Thank goodness I can go home and listen to George whenever I want to.  I used my personal CD player on the plane as I sipped a Bailey's Irish crème, listening to him as I wrote in my logbook all the special looks, his pointing at me, other things he had done, and the emotions running through me that I wanted to remember.  

While the clouds slipped away underneath the plane like an ocean, and the sunset blazoned the sky with shades of red, gold, and orange I was thinking back about this performance. All of his familiar subtle moves came to mind; that smile, his charismatic stage presence, his silky baritone, awesome vocals, and those intense seagreen "miss nothing" eyes. 

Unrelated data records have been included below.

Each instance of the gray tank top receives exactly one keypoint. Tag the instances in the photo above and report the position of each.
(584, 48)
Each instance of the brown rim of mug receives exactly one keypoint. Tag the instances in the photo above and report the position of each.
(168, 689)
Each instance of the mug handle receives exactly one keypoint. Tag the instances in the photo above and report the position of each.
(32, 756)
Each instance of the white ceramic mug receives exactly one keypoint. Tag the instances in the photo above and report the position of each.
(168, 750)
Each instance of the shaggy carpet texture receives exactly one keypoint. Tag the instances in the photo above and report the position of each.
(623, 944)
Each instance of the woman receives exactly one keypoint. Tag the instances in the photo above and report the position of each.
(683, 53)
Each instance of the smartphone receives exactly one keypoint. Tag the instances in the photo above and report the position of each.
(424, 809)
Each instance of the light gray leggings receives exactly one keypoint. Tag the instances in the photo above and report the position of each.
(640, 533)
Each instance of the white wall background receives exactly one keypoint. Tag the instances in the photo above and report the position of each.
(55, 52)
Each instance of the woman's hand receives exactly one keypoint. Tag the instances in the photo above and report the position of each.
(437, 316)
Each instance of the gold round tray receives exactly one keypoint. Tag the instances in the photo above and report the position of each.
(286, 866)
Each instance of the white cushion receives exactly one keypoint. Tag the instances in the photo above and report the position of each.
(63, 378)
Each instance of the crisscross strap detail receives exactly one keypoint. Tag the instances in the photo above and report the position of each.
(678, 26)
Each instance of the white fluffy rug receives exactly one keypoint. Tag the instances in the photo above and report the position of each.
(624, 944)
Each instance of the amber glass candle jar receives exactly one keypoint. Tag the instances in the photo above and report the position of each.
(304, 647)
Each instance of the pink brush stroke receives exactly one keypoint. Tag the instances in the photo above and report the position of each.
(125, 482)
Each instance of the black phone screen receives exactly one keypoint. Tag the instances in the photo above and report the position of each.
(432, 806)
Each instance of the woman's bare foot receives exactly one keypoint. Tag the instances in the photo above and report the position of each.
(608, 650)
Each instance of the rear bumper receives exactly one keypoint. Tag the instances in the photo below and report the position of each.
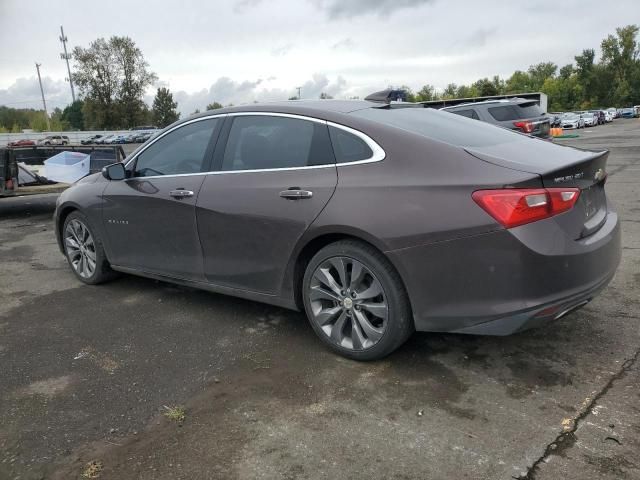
(509, 280)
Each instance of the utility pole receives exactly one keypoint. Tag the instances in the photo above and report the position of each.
(46, 115)
(67, 56)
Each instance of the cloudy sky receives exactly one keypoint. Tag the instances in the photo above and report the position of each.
(244, 50)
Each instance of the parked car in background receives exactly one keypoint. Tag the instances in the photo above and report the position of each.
(90, 140)
(555, 118)
(572, 120)
(628, 113)
(590, 119)
(614, 112)
(54, 140)
(103, 140)
(305, 205)
(516, 114)
(600, 115)
(21, 143)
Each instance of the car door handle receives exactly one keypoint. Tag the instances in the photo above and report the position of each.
(181, 193)
(296, 194)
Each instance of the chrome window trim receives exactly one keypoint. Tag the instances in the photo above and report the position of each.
(378, 153)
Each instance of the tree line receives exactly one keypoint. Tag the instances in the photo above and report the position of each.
(614, 80)
(112, 76)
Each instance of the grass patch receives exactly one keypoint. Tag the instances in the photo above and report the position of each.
(93, 469)
(176, 413)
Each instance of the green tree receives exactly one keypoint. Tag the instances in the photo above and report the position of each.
(426, 93)
(450, 91)
(38, 123)
(540, 72)
(486, 87)
(73, 115)
(113, 76)
(164, 108)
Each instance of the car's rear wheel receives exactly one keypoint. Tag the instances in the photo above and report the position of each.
(84, 251)
(355, 301)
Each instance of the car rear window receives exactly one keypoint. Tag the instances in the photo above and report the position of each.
(515, 112)
(442, 126)
(469, 113)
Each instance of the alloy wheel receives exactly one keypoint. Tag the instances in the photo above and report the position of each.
(80, 248)
(348, 303)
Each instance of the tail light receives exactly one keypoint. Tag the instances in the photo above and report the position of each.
(512, 207)
(526, 127)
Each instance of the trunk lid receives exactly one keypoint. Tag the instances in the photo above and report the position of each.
(560, 167)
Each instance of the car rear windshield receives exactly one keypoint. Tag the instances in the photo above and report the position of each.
(443, 126)
(515, 112)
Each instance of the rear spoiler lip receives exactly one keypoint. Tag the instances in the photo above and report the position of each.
(501, 162)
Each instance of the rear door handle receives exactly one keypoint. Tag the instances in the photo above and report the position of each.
(296, 194)
(181, 193)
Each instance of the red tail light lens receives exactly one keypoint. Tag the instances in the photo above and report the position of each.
(526, 127)
(512, 207)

George Strait is a Texas original, a treasure, wrapped up in one awesome package, and yet he is so human.  I wouldn't have missed this ride all these years for the world.  And after 35 years, over 400 concerts, and many miles and memories later, the ride isn't over yet, not quite yet.   

    -- Linda Robbins / Straitfever

"So I'll see you on the other side, if I make it
And it might be a long hard ride, but I wanna take it
Sometimes it seems that I don't have a prayer
I let the weather take me anywhere
But I know I wanna go where the streets are gold
'cause you'll be there" ....

This page was last updated: July 20, 2017
~ Completed, and saved first draft on February 19th 2006.  around 4 p.m. 
~ Reviewed and edited one more time February 19th, 2006, at 10:30 p.m.
~ Edited slightly on March 8th, 2006.
~ Reviewed and edited, sharing a bit more,  on July 15th, 2017.